- Also known as: Tattinger's; Nick & Hillary;
- Genre: Comedy drama
- Created by: Bruce Paltrow Tom Fontana John Masius
- Starring: Stephen Collins Blythe Danner Patrice Colihan Chay Lentin Jessica Prunell Jerry Stiller Mary Beth Hurt Roderick Cook Zach Grenier Rob Morrow Sue Francis Pai Yusef Bulos Robert Clohessy Simon Jones Chris Elliott Anna Levine
- Theme music composer: Jonathan Tunick
- Opening theme: "Anybody's Guess" by Brock Walsh (Nick & Hillary run)
- Country of origin: United States
- Original language: English
- No. of seasons: 1
- No. of episodes: Tattingers - 11 (2 unaired) Nick & Hillary - 4 (2 unaired)

Production
- Producers: Bruce Paltrow Tom Fontana John Masius
- Running time: 60 minutes/30 minutes
- Production companies: Paltrow Group MTM Enterprises

Original release
- Network: NBC
- Release: October 26, 1988 – April 26, 1989

= Tattingers =

Tattingers (later Tattinger's) is an American comedy-drama television series that aired by the NBC television network from October 26, 1988, to April 26, 1989, as part of its 1988 fall lineup. After failing in the Nielsen ratings as an hour-long program, the plot and characters were briefly revived in the spring of 1989 as the half-hour sitcom Nick & Hillary.

An unaired episode, "Screwball," aired on TV Land on April 4, 1999.

==Synopsis==
Tattingers is the story of a divorced couple, Nick and Hillary Tattinger (Stephen Collins and Blythe Danner), along with their 2 daughters: Nina and Winnifred. They had remained co-owner partners in a posh Manhattan restaurant until Nick was shot by a drug dealer, which prompted them to sell the restaurant and move to Paris.

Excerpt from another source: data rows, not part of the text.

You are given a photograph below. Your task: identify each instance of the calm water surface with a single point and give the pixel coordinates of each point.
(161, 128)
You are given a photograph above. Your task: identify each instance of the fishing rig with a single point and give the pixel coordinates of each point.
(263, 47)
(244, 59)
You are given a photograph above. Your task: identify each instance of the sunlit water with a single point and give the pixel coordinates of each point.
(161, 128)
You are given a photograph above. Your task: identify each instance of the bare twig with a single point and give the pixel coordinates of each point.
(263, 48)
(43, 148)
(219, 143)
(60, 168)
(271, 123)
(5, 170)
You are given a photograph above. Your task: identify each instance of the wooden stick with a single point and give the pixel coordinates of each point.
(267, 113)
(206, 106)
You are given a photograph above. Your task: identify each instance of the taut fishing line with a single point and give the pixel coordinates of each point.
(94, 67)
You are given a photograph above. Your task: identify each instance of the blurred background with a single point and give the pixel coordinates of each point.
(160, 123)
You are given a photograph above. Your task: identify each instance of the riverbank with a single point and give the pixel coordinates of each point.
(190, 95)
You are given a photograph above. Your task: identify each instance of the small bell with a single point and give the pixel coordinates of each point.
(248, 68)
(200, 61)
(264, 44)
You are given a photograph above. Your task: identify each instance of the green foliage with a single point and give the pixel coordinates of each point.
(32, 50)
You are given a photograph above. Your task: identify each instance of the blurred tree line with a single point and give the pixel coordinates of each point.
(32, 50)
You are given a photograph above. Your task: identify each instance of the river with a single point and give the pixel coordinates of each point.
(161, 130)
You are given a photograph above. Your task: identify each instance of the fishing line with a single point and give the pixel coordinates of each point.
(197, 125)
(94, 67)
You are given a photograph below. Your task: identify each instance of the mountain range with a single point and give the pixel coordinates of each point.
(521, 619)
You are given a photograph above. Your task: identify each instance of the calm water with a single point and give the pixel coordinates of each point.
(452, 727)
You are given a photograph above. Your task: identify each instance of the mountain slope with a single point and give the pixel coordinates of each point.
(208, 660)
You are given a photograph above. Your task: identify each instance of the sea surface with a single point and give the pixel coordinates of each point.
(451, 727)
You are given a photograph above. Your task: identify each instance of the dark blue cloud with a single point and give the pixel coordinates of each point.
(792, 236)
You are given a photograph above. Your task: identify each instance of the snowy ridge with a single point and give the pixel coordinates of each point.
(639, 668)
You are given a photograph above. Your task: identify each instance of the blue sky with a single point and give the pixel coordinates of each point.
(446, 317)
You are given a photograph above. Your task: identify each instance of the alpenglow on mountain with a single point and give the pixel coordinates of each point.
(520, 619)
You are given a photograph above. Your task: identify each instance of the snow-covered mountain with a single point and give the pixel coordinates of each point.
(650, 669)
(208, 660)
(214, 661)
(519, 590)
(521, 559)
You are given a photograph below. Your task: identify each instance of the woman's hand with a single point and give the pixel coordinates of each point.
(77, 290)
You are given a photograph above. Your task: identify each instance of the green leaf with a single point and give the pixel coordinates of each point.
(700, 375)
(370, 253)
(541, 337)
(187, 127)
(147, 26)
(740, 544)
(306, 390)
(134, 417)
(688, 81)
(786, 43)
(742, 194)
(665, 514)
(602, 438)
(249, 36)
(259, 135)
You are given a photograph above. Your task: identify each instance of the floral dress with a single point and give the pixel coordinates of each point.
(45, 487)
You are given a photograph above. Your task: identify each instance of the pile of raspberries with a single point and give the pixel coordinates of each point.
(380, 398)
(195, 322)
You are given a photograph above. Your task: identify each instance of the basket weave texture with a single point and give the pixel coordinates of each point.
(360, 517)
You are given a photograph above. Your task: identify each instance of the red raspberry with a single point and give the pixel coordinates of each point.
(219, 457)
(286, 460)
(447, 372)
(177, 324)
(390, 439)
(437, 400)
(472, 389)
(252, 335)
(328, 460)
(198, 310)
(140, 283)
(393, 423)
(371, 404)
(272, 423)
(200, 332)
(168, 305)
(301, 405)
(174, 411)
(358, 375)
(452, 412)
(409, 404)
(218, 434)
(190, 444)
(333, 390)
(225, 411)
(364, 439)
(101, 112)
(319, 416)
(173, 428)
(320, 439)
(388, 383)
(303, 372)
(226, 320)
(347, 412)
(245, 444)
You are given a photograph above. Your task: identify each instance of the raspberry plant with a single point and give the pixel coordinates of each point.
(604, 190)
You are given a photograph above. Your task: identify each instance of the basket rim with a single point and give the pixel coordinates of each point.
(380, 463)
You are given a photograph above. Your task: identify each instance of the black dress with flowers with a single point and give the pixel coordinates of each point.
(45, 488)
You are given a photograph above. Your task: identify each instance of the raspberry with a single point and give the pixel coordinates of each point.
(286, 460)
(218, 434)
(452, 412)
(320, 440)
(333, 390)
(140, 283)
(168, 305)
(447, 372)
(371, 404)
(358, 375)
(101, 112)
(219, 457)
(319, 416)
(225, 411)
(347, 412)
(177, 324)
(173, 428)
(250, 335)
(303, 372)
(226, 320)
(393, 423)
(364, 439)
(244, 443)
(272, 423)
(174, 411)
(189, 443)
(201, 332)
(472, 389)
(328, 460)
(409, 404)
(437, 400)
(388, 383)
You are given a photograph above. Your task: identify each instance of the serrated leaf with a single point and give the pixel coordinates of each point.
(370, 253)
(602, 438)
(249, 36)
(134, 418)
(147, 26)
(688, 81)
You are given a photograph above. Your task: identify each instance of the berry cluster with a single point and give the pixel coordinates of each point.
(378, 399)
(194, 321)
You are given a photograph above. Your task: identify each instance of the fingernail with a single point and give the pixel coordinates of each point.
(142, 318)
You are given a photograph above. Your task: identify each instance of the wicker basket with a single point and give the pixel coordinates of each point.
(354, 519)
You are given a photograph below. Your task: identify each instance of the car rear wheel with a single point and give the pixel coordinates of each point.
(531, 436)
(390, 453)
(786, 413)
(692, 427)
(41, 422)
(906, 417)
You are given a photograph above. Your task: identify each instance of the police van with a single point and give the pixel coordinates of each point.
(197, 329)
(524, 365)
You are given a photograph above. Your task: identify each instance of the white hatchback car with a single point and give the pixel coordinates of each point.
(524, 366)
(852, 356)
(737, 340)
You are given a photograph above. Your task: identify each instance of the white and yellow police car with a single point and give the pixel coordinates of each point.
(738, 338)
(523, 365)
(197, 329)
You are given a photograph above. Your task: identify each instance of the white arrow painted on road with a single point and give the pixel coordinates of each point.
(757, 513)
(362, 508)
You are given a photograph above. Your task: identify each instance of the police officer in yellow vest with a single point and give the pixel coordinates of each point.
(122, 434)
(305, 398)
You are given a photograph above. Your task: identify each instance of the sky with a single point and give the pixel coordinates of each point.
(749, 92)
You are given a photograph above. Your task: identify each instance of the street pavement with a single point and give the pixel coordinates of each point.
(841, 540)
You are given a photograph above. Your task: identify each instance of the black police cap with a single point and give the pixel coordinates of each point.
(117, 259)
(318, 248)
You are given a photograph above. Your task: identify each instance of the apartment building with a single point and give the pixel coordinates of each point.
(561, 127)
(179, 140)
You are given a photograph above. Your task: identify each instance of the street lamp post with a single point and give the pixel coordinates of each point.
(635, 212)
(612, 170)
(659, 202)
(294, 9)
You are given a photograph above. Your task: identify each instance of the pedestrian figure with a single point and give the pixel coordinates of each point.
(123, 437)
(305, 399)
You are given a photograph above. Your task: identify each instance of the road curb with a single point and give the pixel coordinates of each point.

Their successors, however, proved incapable of properly running the restaurant, so Nick reclaimed the restaurant from them to give it another go. Real-life Manhattan celebrities often appeared in cameo roles as themselves as Nick's exclusive clientele.

==Cast==
- Stephen Collins as Nick Tattinger
- Blythe Danner as Hillary Tattinger
- Jerry Stiller as Sid Wilbur
- Roderick Cook as Louis Chatham
- Zach Grenier as Sonny Franks (Tattingers)
- Patrice Colihan as Nina Tattinger
- Chay Lentin as Winnifred Tattinger
- Thomas Quinn as O'Malley (Tattingers)
- Mary Beth Hurt as Sheila Bradley
- Chris Elliott as Spin (Nick & Hillary)

==Episodes==

| No. | Title | Directed by | Written by | Original release date | U.S. viewers (millions) |
Tattingers
| 1 | "Pilot" | Bruce Paltrow | Tom Fontana, John Masius, Bruce Paltrow | October 26, 1988 | 20.5 |
| 2 | "The Sonny Also Rises" | Mark Tinker | Tom Fontana | November 2, 1988 | 12.5 |
| 3 | "Nouvelle York" | Mark Tinker | Tom Fontana, Bruce Paltrow | November 9, 1988 | 12.2 |
| 4 | "Virgin Spring" | Allan Arkush | Robert De Laurentiis | November 16, 1988 | 11.0 |
| 5 | "Rest in Peas" | Bruce Paltrow | Channing Gibson, John Tinker | November 30, 1988 | 11.3 |
| 6 | "Death and Taxis" | Allan Arkush | Channing Gibson, John Tinker | December 7, 1988 | 9.7 |
| 7 | "Two Men and a Baby" | Mark Tinker | Robert De Laurentiis | December 14, 1988 | 11.4 |
| 8 | "Broken Windows" | Gwen Arner | Noel Behn, Tom Fontana | January 4, 1989 | 9.9 |
| 9 | "Wall Street Blues" | Gwen Arner | Peter McCabe | January 11, 1989 | 10.6 |
| 10 | "Screwball" | John Whitesell | Tom Fontana, John Masius, Bruce Paltrow | January 25, 1989 | N/A |
| 11 | "Ex-Appeal" | Michael Fresco | Bruce Paltrow, Deborah R. Baron | Unaired | N/A |
Nick & Hillary
| 12 | "Half a Loaf..." | Art Wolff | Tom Fontana, Channing Gibson, John Tinker | April 20, 1989 | 21.0 |
| 13 | "El Sid" | Don Scardino | Story by : Tom Fontana & John Tinker Teleplay by : Channing Gibson | April 26, 1989 | 13.3 |
| 14 | "Tour of Doody" | John Whitesell | Tom Fontana, Channing Gibson, John Tinker | Unaired | N/A |
| 15 | "Money Matters" | Alan Metzger | Robert De Laurentiis, Tom Fontana, John Masius, Bruce Paltrow | Unaired | N/A |

==Reception==
This program was a ratings failure and was cancelled in January 1989. However, NBC was apparently unwilling to give up totally on the characters or the concept, and the program was revamped into a half-hour sitcom, Nick & Hillary. This new series premiered on April 20, 1989, but proved even less successful than its predecessor and was cancelled after only two episodes.